How to Invoice a Client in a Foreign Currency (2026 Guide)
Do you bill in your currency or the client's? A practical guide to currency choice, exchange rates, protecting your margin, and what to put on a cross-border invoice.
You landed an overseas client, and now you face a question almost every freelancer eventually hits: do you invoice in your own currency or in theirs? Billing across currencies is not complicated once you decide a few things up front - which currency, which exchange rate, and how to protect yourself from the rate moving while you wait to be paid. This guide covers all three, plus exactly what to put on the invoice.
Which currency should you bill in?
There is no single right answer - it comes down to who carries the exchange risk and who finds it convenient.
- Your own currency: you know exactly what you will receive, and the client carries the conversion cost and risk. This is the simplest option for your bookkeeping.
- The client's currency: easier for the client to approve and pay, and often expected by larger companies - but you carry the risk that the rate moves against you before the payment lands.
- A neutral currency (often USD or EUR): common for international contracts where neither side uses the other's currency. The US dollar is accepted almost everywhere.
A practical rule: if the client is much larger than you, billing in their currency can win you the work; if you are billing many small clients, billing in your own currency keeps your accounts clean and predictable.
Which exchange rate to use
If you invoice in a foreign currency but keep your books in your home currency, you will need to convert the amount somewhere. Two common approaches:
- Rate on the invoice date: use the commercial (mid-market) rate on the day you issue the invoice. This is what most tax authorities expect when you record a foreign-currency invoice in your local accounts.
- An average rate: some businesses use an official monthly or annual average rate to smooth out daily swings. Many tax authorities and central banks publish these.
Whichever you choose, be consistent and keep a record of the rate and its source (your bank, a central-bank published rate, or a well-known FX site). Remember the mid-market rate is not what your bank will actually give you when the money converts, so build in a small margin if conversion cost matters to you.
Protecting yourself from currency swings
The risk with billing in the client's currency is that the rate can move between issuing the invoice and getting paid. On a 30- or 60-day term, a few percent swing can quietly eat your margin. Ways to manage it:
- Agree a fixed rate in the contract, or a clause that prices adjust if the rate moves more than an agreed amount (say 5%).
- Shorten your payment terms so there is less time for the rate to drift.

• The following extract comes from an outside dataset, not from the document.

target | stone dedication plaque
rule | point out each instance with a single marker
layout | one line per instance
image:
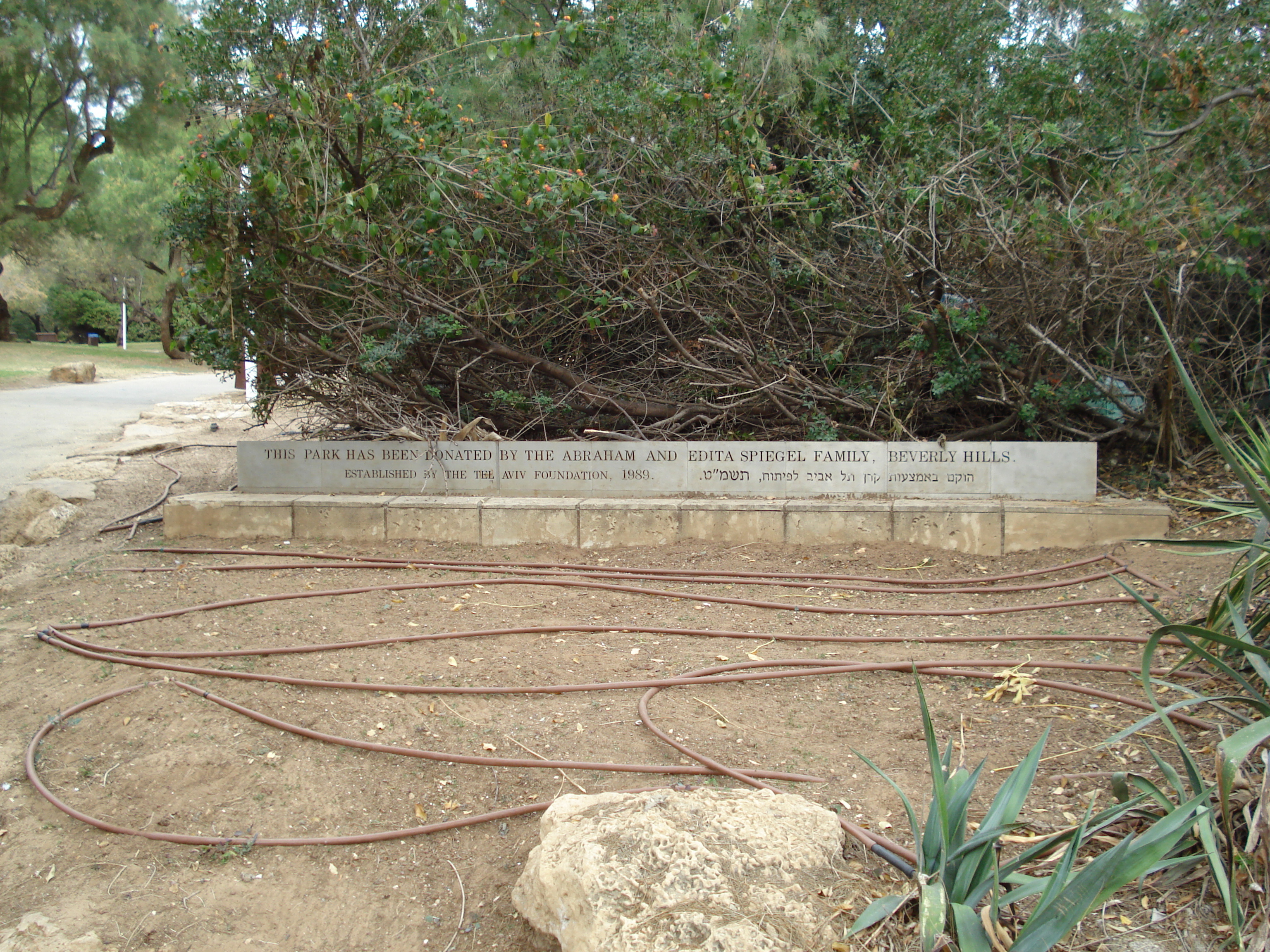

- Use a multi-currency account or a low-cost transfer service so you can hold the foreign currency and convert when the rate is favourable, rather than at whatever rate your bank offers on the day.
What to put on the invoice
- State the currency clearly - write 'USD 1,500' or '1,500 USD', not just a dollar sign, because many countries use the dollar symbol.
- Use the three-letter ISO code (USD, EUR, GBP, AUD, ZAR) at least once so there is no ambiguity.
- If you both want it, add a reference line showing the amount in your local currency and the rate used, for example 'Approx. R27,000 at USD 1 = R18.00 on 6 Jul 2026 (for reference only)'.
- Include full international payment details: IBAN or account number, SWIFT/BIC, bank name and address, and any intermediary bank information.
- Keep the usual fields - your details, the client's, an invoice number, issue date, due date, and a clear description.
Tax and VAT across borders
Whether you charge tax on a cross-border invoice depends on both countries' rules, not just yours. Exports of services are often zero-rated or outside the scope of your domestic VAT/GST, but there are conditions, and some countries require the client to account for the tax themselves (a 'reverse charge'). Check your own tax authority's rules on exported services before adding a tax line - and when in doubt, ask a local accountant.
If your client is specifically in the United States, our guide on how to invoice US clients from another country covers the payment and tax details in depth. New to invoicing altogether? Start with how to invoice a client as a freelancer and what to include on an invoice.
Frequently asked questions
Should I invoice international clients in my currency or theirs?
Either works. Billing in your own currency means you know exactly what you will receive; billing in the client's currency is easier for them but leaves you carrying the exchange-rate risk. Neutral currencies like USD are common for cross-border contracts.
What exchange rate should I put on the invoice?
Most tax authorities expect the commercial rate on the invoice date when you record a foreign-currency invoice in your local books. Keep a record of the rate and its source. Some businesses use an official average rate instead.
Do I charge VAT or sales tax when invoicing abroad?
It depends on both countries. Exported services are often zero-rated or out of scope, and some countries use a reverse charge where the client accounts for the tax. Check your tax authority's rules on exported services first.
How do I avoid losing money on currency conversion?
Use a low-cost multi-currency account rather than a standard bank conversion, agree a fixed or capped rate in the contract, and keep payment terms short so the rate has less time to move against you.
Which currency code should I use on the invoice?
Use the three-letter ISO code (USD, EUR, GBP, AUD, ZAR) alongside the amount, since the dollar sign and other symbols are shared by many countries.